Packet timestamp mismatch - mediapipe does not recover

maikthomas opened this issue a month ago · 6 comments

maikthomas commented a month ago

Have I written custom code (as opposed to using a stock example script provided in MediaPipe)

Yes

OS Platform and Distribution

macOS 14.6.1

MediaPipe Tasks SDK version

I tested with

@mediapipe/tasks-vision 0.10.18
@mediapipe/tasks-vision 0.10.15

Task name (e.g. Image classification, Gesture recognition etc.)

ImageSegmenter

Programming Language and version (e.g. C++, Python, Java)

Javascript - Web

Describe the actual behavior

mediapipe throws the same error with the same timestamp when given new frames. It also offers no method to reset the timestamp.

This issue is concerning error below. I may open an issue as to why the error is occurring but for now I want to address the fact that mediapipe does not recover from this error.
I forked and adapted a codepen to show this behaviour:
https://codepen.io/maikthomas/pen/GRVbWNb
In this pen, when using the webcam, on the 11th frame I manually use a timestamp greater than the previous timestamp. I then return to using the correct timestamps. However mediapipe will continue to report the same error with the timestamps from before.

Another possible case is when it is known that the timestamp may be lower, due to different input sources (some timestamps start at 0). To avoid this I am currently using Date.now(). But it would be good to be able to reset the current minimum expected timestamp back to 0 if needed.

Describe the expected behaviour

mediapipe uses the newly provided timestamp and recovers.

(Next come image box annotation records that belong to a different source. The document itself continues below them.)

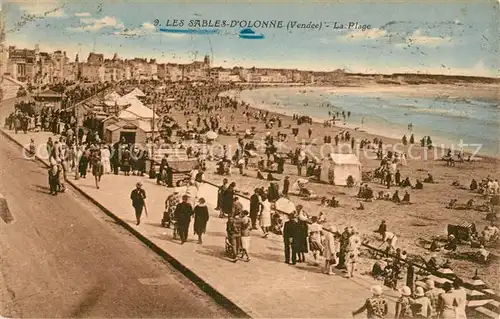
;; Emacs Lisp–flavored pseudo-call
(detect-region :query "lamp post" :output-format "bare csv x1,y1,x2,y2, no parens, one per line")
74,103,80,180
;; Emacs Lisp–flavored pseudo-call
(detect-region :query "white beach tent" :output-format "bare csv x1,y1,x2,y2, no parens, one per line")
104,91,121,106
125,88,146,97
320,153,361,186
115,95,142,106
118,99,159,120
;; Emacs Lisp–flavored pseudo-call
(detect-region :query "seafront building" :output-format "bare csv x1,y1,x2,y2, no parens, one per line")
1,45,314,86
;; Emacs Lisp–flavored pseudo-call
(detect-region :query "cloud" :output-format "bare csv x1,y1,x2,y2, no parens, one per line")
142,22,156,30
115,22,156,37
68,16,125,32
338,28,387,41
75,12,91,17
240,28,264,40
406,29,452,46
19,0,66,18
339,60,498,77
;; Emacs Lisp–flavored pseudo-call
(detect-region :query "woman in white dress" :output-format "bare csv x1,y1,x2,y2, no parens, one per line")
321,226,337,276
260,195,271,237
453,278,467,319
101,146,111,174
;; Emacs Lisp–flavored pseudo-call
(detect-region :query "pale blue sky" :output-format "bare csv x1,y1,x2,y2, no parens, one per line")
3,0,500,77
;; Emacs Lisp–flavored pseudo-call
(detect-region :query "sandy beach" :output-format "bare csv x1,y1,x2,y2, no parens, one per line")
222,84,500,157
195,82,500,289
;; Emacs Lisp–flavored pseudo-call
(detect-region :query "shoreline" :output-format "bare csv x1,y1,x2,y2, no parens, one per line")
223,84,500,163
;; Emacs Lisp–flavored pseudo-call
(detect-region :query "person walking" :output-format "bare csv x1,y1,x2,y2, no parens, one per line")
345,227,361,278
221,182,236,217
92,152,104,189
394,286,413,319
352,286,389,319
174,195,193,244
215,178,229,217
283,212,297,265
453,278,467,319
226,213,242,262
283,176,290,197
437,282,458,319
241,210,252,262
411,287,432,318
321,226,337,276
250,188,262,229
29,139,36,160
78,150,90,178
308,216,323,261
193,197,209,244
260,194,271,238
293,217,309,263
130,182,146,225
101,145,111,174
425,279,444,318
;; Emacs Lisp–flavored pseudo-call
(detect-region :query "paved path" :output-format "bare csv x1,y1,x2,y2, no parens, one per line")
0,129,395,318
0,135,231,318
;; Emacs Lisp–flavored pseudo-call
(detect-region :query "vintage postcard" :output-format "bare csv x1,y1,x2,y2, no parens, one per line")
0,0,500,319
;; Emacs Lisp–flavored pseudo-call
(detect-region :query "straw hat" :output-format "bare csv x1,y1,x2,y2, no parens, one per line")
370,285,384,296
425,279,435,289
415,287,425,297
399,286,411,297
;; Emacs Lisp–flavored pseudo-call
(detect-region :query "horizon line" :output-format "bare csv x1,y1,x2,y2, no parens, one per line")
5,42,500,80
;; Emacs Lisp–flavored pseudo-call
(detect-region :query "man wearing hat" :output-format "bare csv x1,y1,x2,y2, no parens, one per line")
283,212,298,265
425,279,444,317
352,286,389,319
411,287,432,318
130,182,146,225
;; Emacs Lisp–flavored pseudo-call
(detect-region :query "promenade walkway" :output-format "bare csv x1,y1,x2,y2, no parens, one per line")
0,131,396,318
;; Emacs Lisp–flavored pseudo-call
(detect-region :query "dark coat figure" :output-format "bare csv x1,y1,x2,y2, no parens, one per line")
121,149,131,175
110,142,121,175
78,150,90,178
221,184,234,216
193,203,209,243
130,183,146,225
250,190,261,229
174,201,193,244
283,217,299,265
394,170,401,185
292,221,308,262
216,180,228,209
283,177,290,196
48,165,60,195
226,215,243,260
156,156,169,184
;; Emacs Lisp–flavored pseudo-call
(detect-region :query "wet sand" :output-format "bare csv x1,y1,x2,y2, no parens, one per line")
169,86,500,289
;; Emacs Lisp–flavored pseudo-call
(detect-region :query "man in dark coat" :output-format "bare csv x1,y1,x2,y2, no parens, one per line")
283,176,290,196
226,213,242,262
174,195,193,244
250,188,261,229
130,182,146,225
283,214,297,265
221,182,236,216
216,178,228,217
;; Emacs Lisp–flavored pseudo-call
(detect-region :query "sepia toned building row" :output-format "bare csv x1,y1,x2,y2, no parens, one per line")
2,45,314,86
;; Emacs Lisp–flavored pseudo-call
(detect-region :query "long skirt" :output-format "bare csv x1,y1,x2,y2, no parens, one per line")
241,236,250,253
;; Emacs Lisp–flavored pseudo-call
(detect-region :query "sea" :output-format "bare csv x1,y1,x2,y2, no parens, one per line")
225,87,500,157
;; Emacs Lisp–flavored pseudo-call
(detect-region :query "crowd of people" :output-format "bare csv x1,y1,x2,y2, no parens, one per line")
352,279,467,319
14,79,498,318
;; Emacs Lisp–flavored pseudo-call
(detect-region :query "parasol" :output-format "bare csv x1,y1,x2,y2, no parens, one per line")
275,197,295,214
207,131,218,140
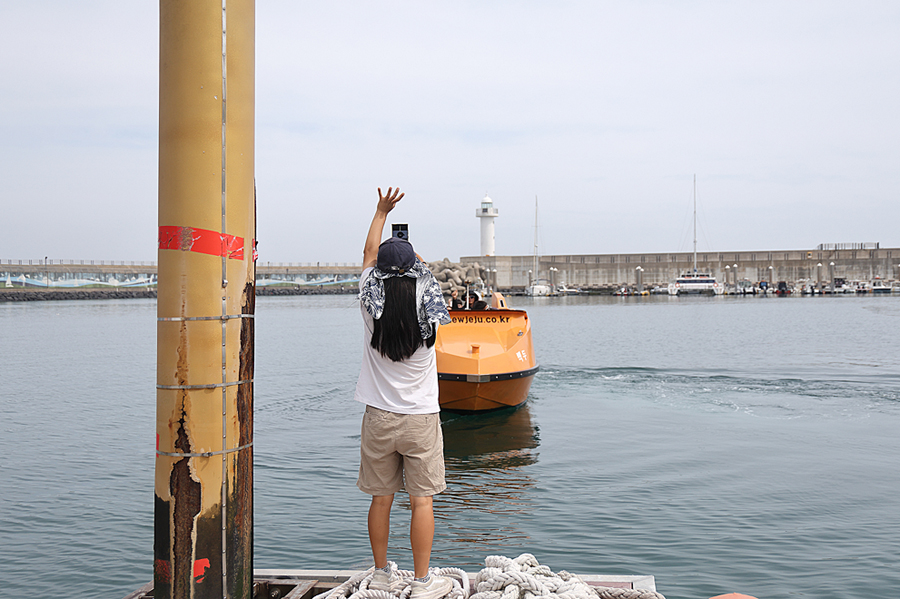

And also exposes a method in order to reset timestamp manually

Standalone code/steps you may have used to try to get what you need

As a workaround for now I am calling segmentForVideo in a tr/catch and recreating the ImageSegmenter when it fails

Other info / Complete Logs

vision_wasm_internal.js:10 E1120 09:57:18.478000 1895072 gl_graph_runner_internal_image.cc:68] Adding Image to stream image_in was not ok: INVALID_ARGUMENT: Graph has errors: 
Packet timestamp mismatch on a calculator receiving from stream "norm_rect". Current minimum expected timestamp is 1732096638495001 but received 1732096638472000. Are you using a custom InputStreamHandler? Note that some InputStreamHandlers allow timestamps that are not strictly monotonically increasing. See for example the ImmediateInputStreamHandler class comment. [type.googleapis.com/mediapipe.StatusList='\n\xf5\x02\x08\x03\x12\xf0\x02Packet timestamp mismatch on a calculator receiving from stream \"norm_rect\". Current minimum expected timestamp is 1732096638495001 but received 1732096638472000. Are you using a custom InputStreamHandler? Note that some InputStreamHandlers allow timestamps that are not strictly monotonically increasing. See for example the ImmediateInputStreamHandler class comment.']
=== Source Location Trace: ===
third_party/mediapipe/framework/input_stream_manager.cc:159

Answer 1 · 2024-11-20T17:08:07.000Z

Hi @maikthomas,

We have newer version available 0.10.18, Can you try and let us know the status now?

Thank you!!

Answer 2 · 2024-11-20T17:11:40.000Z

@kuaashish apologies this was a mistake filling out the form, I have already tried with 0.10.18.
I was using 0.10.15 and upgraded to 0.10.18 and saw the same issue. I'll update this info the issue description too.

Answer 3 · 2024-11-23T13:48:13.000Z

Hi, @maikthomas

I encountered a similar issue when deploying MediaPipe code on a device. The device’s time was unstable and could even be manually modified by the user. If some data is cached within the pipeline for business processing, a restart could lead to data loss. A simple and effective strategy is to use an auto-increment counter as the input for the MediaPipe timestamp. This helps maintain consistency in processing when the system time is unreliable.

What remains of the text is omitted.